Coffee, thought George as the caravan entered Ice Limbo 414. I would do anything for a cup of coffee right now. They rumbled down the main street of the community. Police officers patrolled the sidewalks, keeping the demonstrators in line. Boos and hisses wafted into the Cat, making George’s bullet wound ache and his spermatids cringe. The passing signs and banners were lettered with dried black blood. NO ACQUITTALS FOR WAR CRIMINALS . . . HANG THE ABORTIONISTS OF THE HUMAN RACE . . . AND HITLER BEGAT WENGERNOOK . . . MAKE RANDSTABLE EXTINCT . . . ADMIT US. George noticed a few dissenters.
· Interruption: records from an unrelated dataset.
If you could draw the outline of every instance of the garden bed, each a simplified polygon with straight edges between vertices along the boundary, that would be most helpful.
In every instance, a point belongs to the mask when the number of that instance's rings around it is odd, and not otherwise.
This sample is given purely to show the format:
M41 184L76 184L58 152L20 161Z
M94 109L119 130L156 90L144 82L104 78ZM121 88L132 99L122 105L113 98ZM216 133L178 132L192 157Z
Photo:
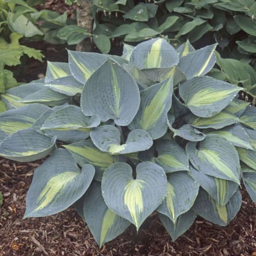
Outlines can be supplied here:
M175 242L152 216L137 234L131 226L99 249L89 228L72 207L51 217L22 220L25 195L34 169L41 161L18 163L0 160L0 255L255 255L256 207L242 190L237 217L220 227L198 217Z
FREE THE ARMAGEDDON SIX . . . NO VIGILANTE VENGEANCE . . . LET THEM EXPLAIN THEMSELVES . . . PAXTON WAS FRAMED. An embarrassed thrill passed through him, as when the Wildgrove Eagle had published his letter protesting the plan to turn part of Rosehaven Cemetery into a golf course.
He looked beyond the sidewalks. For many darkbloods, time was too precious to spend on activism. In the side yard of Barrack F a mother and her daughter tossed a snow basketball back and forth. Next door an elderly man with rippling white sideburns stood on a hummock and pretended to conduct an orchestra, while behind Barrack W an adolescent boy attempted to make a Weddell seal jump through a hoop.
Eggs sailed out of the crowd, splattering the sides of the Cat. Thick wads of embryonic penguin seeped down George’s window. A rock flew from the scopas-gloved hand of an angry young Oriental woman, thunked into the windshield, and left a starburst.
‘That does it!’ shouted Dimitri Eliopoulos, a fat bespectacled man of volatile enthusiasms and potential Greek ancestry. He slapped the steering wheel with his palm. ‘From now on we stay clear of the population centers!’
The caravan got through Ice Limbo 414 without further incident.